恐る恐る顔を上げると、眉を下げた甘井呂が諏訪を見つめていた。その表情からは怒りは読み取れず、諏訪と同じ不安に染まった顔をしている。
「俺のこと、怖くなったろ」
「怖くなんてねぇよ! お前は悪くな……っ」
「俺は怖い」
身を乗り出した諏訪に、甘井呂は緩く首を振る。軽く開いた膝に置いた握り拳は細かく震えていた。
「あんなにGlareをコントロール出来なかったの初めてだった」
「でも、あれは俺が怒らせたから」
「怒ってたんじゃねぇ。俺も、嫉妬してたんだ。あんたが唐渡にとられると思って」
お互いが同じ気持ちだった。
そう思うと、諏訪は胸が熱くなったし嬉しく感じる。
しかし甘井呂の表情は曇ったままだ。
「セーフワードを言ってくれたのに、逆ギレしてGlareを……最悪だ。次もああなるかもって恐怖しかねぇし、許してもらえるなんて思ってなかったけど……せめて謝ろうって待ってた」
言葉を切った甘井呂は、ようやく諏訪を見た。
諏訪は、真剣で真っ直ぐな瞳に吸い込まれるように目が離せなくなる。
「そしたら偶然、あんたたちの話を聞くことになって」
「……ど、どこから?」
「最初から」
「あ、そ、そか」
唐渡と話していた内容を全て聞かれていた。
つまり、甘井呂は諏訪の気持ちをほとんど知っているということだ。
羞恥心で、諏訪は黙ってしまう。
甘井呂も言葉を探すように唇を閉ざしたままだった。
落ち着かない静寂が二人の空間を包む。
「伝わってなかったんだって気づいた」
「な、なにが!?」
先に口を開いたのは甘井呂だった。
すかさず食いついた諏訪に、甘井呂は気まずそうに視線を揺らす。
いつも諏訪を落ち着かせてくれる深い声は、どこか拗ねているようだった。
「俺は、『正式な契約はできねぇけどあんたとパートナーになりたい』って伝えたつもりだったんだ」
諏訪は目を見開いて全ての動きを止めた。
何度も何度も甘井呂の言葉を頭の中で反芻し、記憶の中の引き出しを全て開ける。
しかし、全く心当たりがなかった。
「…………いつ?」
「これ、渡した時」
甘井呂はポケットの中からバスケットボールの飾りを取り出した。

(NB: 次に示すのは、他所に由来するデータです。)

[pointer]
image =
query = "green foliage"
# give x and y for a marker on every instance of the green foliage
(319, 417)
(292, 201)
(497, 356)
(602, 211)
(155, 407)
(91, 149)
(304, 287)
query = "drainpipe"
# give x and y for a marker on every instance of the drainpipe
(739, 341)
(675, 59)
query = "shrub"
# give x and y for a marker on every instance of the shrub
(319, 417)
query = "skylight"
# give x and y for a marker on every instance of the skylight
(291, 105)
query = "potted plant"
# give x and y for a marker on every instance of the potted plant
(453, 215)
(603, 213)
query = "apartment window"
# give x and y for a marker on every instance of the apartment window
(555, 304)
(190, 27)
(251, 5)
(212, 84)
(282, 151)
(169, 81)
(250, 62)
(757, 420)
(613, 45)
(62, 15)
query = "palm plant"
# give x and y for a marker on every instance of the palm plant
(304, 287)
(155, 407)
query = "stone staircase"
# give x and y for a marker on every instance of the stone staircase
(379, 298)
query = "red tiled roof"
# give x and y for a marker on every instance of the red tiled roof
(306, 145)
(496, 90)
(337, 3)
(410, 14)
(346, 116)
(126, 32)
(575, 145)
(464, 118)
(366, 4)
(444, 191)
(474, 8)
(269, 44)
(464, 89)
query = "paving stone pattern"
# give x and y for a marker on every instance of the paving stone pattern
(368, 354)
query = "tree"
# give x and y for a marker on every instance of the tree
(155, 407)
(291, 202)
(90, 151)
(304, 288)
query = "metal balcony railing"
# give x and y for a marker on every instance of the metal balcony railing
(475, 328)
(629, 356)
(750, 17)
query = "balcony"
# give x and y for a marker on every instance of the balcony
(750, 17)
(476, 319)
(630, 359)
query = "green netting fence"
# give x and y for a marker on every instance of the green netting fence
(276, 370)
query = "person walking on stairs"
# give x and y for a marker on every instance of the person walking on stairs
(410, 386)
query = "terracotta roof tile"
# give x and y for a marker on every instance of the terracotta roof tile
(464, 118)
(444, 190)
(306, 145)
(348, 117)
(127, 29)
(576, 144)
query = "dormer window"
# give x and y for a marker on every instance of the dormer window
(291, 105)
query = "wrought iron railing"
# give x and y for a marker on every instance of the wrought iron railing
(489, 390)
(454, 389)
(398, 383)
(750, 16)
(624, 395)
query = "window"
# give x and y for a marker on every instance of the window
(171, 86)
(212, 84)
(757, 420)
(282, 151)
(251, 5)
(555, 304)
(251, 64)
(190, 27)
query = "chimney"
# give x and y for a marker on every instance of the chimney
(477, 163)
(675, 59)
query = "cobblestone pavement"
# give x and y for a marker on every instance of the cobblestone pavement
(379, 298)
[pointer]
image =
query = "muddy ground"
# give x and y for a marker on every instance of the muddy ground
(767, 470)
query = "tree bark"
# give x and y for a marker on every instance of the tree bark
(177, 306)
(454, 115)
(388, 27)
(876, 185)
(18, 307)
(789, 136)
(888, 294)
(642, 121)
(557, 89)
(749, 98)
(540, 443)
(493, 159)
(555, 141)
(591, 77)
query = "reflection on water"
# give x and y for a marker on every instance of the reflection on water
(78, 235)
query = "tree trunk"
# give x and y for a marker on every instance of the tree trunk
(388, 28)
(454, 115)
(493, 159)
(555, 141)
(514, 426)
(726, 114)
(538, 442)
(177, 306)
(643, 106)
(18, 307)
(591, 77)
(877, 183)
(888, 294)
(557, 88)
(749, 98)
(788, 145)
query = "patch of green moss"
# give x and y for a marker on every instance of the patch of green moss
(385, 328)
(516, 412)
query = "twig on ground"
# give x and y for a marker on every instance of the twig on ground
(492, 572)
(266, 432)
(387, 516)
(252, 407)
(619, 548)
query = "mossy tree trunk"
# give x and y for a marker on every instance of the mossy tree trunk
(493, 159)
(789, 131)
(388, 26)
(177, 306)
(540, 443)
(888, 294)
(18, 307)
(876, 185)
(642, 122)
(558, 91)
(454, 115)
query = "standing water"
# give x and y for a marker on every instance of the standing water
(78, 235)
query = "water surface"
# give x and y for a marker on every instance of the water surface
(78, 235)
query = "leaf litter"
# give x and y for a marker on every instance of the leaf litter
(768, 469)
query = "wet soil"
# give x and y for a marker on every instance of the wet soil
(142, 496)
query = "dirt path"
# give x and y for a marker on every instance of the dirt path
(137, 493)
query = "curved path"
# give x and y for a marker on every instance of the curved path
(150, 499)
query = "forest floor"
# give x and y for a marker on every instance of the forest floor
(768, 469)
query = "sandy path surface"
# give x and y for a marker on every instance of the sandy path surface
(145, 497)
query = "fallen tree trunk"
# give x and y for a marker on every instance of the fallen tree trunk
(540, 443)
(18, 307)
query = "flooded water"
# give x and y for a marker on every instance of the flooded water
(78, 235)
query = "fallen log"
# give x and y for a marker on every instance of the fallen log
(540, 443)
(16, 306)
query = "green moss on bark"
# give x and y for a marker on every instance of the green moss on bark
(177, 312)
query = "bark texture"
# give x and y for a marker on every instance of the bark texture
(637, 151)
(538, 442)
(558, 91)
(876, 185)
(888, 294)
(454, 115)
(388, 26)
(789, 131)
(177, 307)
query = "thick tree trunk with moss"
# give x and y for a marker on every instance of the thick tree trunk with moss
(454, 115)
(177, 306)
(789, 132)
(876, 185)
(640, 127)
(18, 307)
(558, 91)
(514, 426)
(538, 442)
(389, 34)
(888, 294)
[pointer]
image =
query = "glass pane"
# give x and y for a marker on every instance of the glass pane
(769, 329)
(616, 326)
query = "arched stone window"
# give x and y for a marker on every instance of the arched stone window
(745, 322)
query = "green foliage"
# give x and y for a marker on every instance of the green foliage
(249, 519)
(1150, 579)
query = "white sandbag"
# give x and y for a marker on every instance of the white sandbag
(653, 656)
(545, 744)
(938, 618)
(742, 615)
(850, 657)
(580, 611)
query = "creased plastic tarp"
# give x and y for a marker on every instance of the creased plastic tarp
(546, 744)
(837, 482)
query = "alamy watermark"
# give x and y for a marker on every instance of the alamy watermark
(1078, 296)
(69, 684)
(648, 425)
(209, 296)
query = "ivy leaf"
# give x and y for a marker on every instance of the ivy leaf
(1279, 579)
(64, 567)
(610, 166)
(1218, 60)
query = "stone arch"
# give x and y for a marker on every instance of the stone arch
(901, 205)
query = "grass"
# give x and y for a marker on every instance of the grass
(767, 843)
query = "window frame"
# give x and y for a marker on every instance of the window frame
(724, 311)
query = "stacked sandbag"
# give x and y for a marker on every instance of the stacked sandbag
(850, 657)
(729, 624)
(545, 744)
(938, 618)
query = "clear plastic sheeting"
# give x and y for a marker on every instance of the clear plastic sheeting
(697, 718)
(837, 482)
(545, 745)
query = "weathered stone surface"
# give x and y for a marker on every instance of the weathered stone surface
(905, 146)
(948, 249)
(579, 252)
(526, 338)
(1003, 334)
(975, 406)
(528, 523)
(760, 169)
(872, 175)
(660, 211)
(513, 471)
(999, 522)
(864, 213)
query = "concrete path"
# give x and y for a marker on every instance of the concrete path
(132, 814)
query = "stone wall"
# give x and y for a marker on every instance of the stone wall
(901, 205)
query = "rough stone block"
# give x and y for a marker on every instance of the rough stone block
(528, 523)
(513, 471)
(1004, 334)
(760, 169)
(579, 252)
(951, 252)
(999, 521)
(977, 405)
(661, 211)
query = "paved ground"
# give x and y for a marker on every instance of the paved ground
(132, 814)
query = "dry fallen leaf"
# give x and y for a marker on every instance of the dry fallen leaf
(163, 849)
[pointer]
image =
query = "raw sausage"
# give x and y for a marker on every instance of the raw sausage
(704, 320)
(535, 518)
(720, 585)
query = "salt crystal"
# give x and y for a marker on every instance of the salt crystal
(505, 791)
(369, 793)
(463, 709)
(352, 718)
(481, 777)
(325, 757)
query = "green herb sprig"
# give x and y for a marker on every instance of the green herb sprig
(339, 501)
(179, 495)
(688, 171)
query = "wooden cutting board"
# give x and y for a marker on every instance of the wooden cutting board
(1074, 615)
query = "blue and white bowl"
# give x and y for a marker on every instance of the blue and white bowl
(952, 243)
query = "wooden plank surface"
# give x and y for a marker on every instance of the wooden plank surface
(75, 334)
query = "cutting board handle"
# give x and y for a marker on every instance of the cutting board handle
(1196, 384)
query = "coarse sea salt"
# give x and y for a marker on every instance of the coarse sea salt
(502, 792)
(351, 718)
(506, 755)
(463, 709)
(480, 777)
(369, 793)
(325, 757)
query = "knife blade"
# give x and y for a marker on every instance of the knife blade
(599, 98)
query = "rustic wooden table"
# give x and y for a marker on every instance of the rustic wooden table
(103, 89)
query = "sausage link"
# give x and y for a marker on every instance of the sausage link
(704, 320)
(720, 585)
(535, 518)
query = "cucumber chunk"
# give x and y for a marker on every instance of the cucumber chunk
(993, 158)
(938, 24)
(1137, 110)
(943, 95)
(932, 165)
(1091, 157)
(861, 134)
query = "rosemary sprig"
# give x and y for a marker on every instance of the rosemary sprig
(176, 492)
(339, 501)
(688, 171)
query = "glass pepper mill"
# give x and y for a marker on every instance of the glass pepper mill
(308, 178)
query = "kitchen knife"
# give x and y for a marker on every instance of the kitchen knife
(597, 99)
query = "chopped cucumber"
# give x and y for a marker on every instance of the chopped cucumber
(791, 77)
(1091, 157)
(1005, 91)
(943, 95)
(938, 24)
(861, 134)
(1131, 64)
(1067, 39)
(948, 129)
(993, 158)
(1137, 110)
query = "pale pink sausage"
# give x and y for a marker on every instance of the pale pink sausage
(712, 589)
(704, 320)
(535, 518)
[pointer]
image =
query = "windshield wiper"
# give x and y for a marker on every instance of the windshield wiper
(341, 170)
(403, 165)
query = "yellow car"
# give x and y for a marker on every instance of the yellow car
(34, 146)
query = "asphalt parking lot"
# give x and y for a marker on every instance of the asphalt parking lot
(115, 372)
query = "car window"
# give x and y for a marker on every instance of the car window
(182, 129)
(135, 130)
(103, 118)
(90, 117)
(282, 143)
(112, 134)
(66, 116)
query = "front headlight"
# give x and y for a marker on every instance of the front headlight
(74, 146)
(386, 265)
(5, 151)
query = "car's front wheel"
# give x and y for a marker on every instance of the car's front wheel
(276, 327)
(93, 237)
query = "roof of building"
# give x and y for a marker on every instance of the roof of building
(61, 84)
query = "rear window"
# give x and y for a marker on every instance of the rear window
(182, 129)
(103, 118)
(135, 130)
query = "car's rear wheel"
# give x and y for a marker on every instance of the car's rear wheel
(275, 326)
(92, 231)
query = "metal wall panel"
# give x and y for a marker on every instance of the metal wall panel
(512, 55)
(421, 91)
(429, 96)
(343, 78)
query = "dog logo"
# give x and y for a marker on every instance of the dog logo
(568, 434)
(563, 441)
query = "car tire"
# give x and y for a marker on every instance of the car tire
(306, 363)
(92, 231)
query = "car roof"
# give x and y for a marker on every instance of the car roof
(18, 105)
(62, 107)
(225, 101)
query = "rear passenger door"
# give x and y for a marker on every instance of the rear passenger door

やはり甘井呂が持っていたのだと確認するとともに、諏訪は素直に首を傾げた。
「言ってたっけ」
「未成年はClaimは出来ねぇけどって渡したろ」
甘井呂は不満そうな声で飾りを握りしめた。
再び見えなくなったバスケットボールを渡された時のことを、諏訪は文字通り頭を抱えて思い出そうとした。
『未成年はClaimが出来ねぇの、鬱陶しいな』
なるほど、甘井呂は確かにそう言っていた。
諏訪は眉を吊り上げ、ベンチの上でグッと甘井呂に近づいた。
「あれで分かるわけねぇじゃん!」
「分かると思ったんだよ!」
両方ともが、全く納得ができないという声を上げる。
Claimとは、DomとSubがパートナー契約を結ぶことだ。それによって、互いが互いだけとPlayをする関係になる。
通常はDomがSubにCollarと呼ばれる首輪を贈るのだが、結婚とほぼ同義のため成人しなければClaimはできないのだ。
甘井呂は、そのCallarの代わりにバスケットボールの飾りを贈ったのだと言う。
「え? じゃあずっと……お前は俺をパートナーみたいに扱ってくれてたのか?」
「そうだよ」
全く気付いていなかった。
というのも、佐藤をケアしていた時に甘井呂が優しくとろけるようなPlayをしているのを諏訪は見ている。
諏訪はどんなに甘井呂が甘やかしてくれても、「みんなにそうなのだ」と思い込んでいたのだ。
「あれから、他の人とPlayとかしてないのか?」
「あんたと初めてPlayしてからしてねぇ」
真剣な瞳が諏訪の胸を射抜く。
じんわりと心が熱くなって、諏訪は触れてこようとしない白い手に自身の手を重ねた。
ピクッと緊張するのが伝わったが、甘井呂の手は逃げていかない。気をよくした諏訪は、ギュッと熱い手を握った。
「なんで? なんでしてないんだ?」
「どうして『なんで』ってなるんだよ分かれよ」
甘井呂は唇をへの字に曲げてしまったが、諏訪はにっこりと口角を上げる。
顔を寄せて、長いまつ毛に縁取られた目を至近距離から見つめる。
「……じゃあ、俺が先に言って良いか?」
「待て。そう言われると」
「甘井呂が好きだ。お前の、特別になりたい。俺のDomに……恋人になってくれ」
心音が耳元でなっているかのように大きく聞こえる。
顔が熱いのは、息が苦しいのは、気温のせいだけではない。
舌がもつれそうになりながら、諏訪は言いたいことを言い切った。
真正面から言葉を受け取った甘井呂は、瞳を揺らして眉を寄せた。
「待てっつったろ」
「そんなん知るか」
甘井呂の顔も、諏訪に負けず劣らず紅潮している。二人でサウナにでも入っているかのように、体温も高い。
でも、お互いの目線は絶対に逸らさなかった。
「……返事は?」
諏訪は、口を閉じてしまった甘井呂の背に腕を回す。胸の鼓動が重なった。
ちょうど甘井呂の吐息が耳に触れる距離になって、こそばゆいけれど心地いい。
甘井呂は、まだ迷いのある声で諏訪に問いかけてくる。
「本当にいいのか? また、あんたをSub dropさせるかもしれない」
「大丈夫だよ、俺たちなら。もしそうなっても、お前が責任持って俺をケアしてくれるだろ?」
「ほんと、肝が据わってる」
深い声が笑ったかと思うと、力強い腕に抱きすくめられた。汗の滲む頬と頬がピッタリと触れる。
「好きだ。あんたの恋人にしてくれ」
舞い上がった心のままに唇を寄せた諏訪へ、呼吸が止まるかと思うような口付けが返ってきた。